We're going to fulfill our goal by enforcing an order to each aligned quad, such that every aligned quad within a stage has the same memory bank ordering e.g. (m0,m1,m2,m3). This means that every unaligned quad will also have a consistent ordering, e.g. (m2,m3,m1,m0), and thus we meet our goal of uniqueness for all quads. This property will hold whether the transform is operating on eight datapoints, with two aligned quads per stage, or eight thousand datapoints, with two thousand quads per stage.
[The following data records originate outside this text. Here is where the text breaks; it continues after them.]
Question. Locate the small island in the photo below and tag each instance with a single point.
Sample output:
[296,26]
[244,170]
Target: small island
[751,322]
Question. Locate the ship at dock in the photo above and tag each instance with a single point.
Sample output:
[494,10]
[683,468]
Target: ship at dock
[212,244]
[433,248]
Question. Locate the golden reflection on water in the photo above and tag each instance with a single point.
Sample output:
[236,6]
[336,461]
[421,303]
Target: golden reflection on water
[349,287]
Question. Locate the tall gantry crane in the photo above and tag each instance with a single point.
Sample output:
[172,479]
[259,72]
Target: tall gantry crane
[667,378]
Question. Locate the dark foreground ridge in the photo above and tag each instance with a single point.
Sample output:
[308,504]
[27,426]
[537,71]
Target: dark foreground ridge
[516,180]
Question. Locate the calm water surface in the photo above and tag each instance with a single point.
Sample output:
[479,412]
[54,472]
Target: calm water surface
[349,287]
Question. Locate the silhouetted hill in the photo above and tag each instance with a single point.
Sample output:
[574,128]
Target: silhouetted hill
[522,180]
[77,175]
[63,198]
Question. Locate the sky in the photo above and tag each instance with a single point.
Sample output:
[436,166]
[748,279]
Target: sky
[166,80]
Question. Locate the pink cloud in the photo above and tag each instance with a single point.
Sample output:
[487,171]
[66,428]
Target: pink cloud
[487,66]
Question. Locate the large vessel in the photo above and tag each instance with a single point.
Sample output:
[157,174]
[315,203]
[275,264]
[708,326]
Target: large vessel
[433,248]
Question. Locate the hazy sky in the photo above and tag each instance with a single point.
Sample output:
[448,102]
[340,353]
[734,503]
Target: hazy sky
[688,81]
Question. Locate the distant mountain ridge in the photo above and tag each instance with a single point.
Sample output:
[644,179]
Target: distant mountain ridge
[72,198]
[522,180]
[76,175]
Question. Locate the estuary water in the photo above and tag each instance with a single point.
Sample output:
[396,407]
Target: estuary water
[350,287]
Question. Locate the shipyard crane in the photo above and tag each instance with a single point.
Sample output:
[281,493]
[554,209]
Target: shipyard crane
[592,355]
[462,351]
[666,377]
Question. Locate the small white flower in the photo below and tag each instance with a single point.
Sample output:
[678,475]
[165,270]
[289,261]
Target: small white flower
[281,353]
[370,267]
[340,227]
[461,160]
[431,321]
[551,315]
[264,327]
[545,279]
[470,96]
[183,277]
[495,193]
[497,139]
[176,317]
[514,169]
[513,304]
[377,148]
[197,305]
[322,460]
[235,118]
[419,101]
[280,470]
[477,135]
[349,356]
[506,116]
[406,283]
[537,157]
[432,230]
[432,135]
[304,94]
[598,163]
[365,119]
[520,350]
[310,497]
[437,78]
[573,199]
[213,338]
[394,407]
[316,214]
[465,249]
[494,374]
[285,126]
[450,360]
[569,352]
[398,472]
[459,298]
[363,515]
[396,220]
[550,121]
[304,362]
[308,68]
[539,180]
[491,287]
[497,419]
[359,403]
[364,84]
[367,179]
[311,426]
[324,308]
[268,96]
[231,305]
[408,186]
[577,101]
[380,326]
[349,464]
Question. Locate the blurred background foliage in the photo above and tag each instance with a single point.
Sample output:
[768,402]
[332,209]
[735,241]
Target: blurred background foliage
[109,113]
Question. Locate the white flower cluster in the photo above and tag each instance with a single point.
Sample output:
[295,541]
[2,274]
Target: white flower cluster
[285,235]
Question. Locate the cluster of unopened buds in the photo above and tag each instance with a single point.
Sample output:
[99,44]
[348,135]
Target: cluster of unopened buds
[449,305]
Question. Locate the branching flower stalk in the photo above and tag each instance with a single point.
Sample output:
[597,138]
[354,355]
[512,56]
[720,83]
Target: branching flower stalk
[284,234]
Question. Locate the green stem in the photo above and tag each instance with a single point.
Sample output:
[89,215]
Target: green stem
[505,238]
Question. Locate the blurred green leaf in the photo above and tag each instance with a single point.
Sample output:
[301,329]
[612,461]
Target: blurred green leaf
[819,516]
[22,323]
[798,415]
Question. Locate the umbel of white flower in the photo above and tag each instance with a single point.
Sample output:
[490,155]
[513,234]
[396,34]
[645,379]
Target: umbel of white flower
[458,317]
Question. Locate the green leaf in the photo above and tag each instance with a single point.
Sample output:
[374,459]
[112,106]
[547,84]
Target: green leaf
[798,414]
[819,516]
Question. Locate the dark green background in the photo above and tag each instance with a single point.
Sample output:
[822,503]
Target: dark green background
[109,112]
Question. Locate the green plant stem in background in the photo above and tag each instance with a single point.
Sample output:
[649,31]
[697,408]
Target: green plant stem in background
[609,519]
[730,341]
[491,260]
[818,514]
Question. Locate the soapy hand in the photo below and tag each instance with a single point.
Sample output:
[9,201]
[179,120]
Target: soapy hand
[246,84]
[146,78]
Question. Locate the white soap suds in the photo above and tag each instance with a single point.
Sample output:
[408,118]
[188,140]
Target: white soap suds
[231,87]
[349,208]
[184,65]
In theory the four operations in a given stage all happen simultaneously. In practice, it's not always practical to have enough butterfly units for that. So for instance, if we only have one butterfly unit, it will have to be used four times in succession to complete the transformation for a given stage, using the following four operations:

  1. read, process and writeback datapoints d0 and d1;
  2. read, process and writeback datapoints d2 and d3;
  3. read, process and writeback datapoints d4 and d5;
  4. read, process and writeback datapoints d6 and d7.
In pipelined operation, the writeback of each previous data pair occurs at the same time as the read of each new pair of datapoints. Thus, for example datapoints (d0,d1,d2,d3) will all have to be accessible at the same time within the same cycle, as will the datapoints in every quad. We want to use single-ported memory for the datapoints, thus our requirement that the datapoints in each quad must all live in separate memory banks (and assuming, of course, that each memory bank has its own separate path to the butterfly unit).

Key Insights

Insight 1: We can ensure that each of the four memory banks m0, m1, m2 and m3 are represented in every quad, in some order

Once again, here is our schedule for N=8 datapoints:

  • Stage 0:  (d0,d1)  (d2,d3)  (d4,d5)  (d6,d7)
  • Stage 1:  (d0,d2)  (d4,d6)  (d1,d3)  (d5,d7)
  • Stage 2:  (d0,d4)  (d1,d5)  (d2,d6)  (d3,d7)
Looking carefully at the quads, we see that they all share a unique property. For example, consider the quad represented by the four operands in the last two operations of Stage 1: (d1,d3),(d5,d7). Looking at the binary representation of the indices within any such group of four, only two bits change, the bits ds+1 and ds where s is the stage number and bit d0 is the least significant bit, or LSB. We call these two bits the toggling bits, and they always count 00, 01, 10, 11 within an aligned quad. In our example, the binary indices for (d1,d3),(d5,d7) are (00001,00011),(00101,00111). The toggling bits d2 and d1 count (00,01),(10,11) while the non-toggling bits d4d3d0 are always 001.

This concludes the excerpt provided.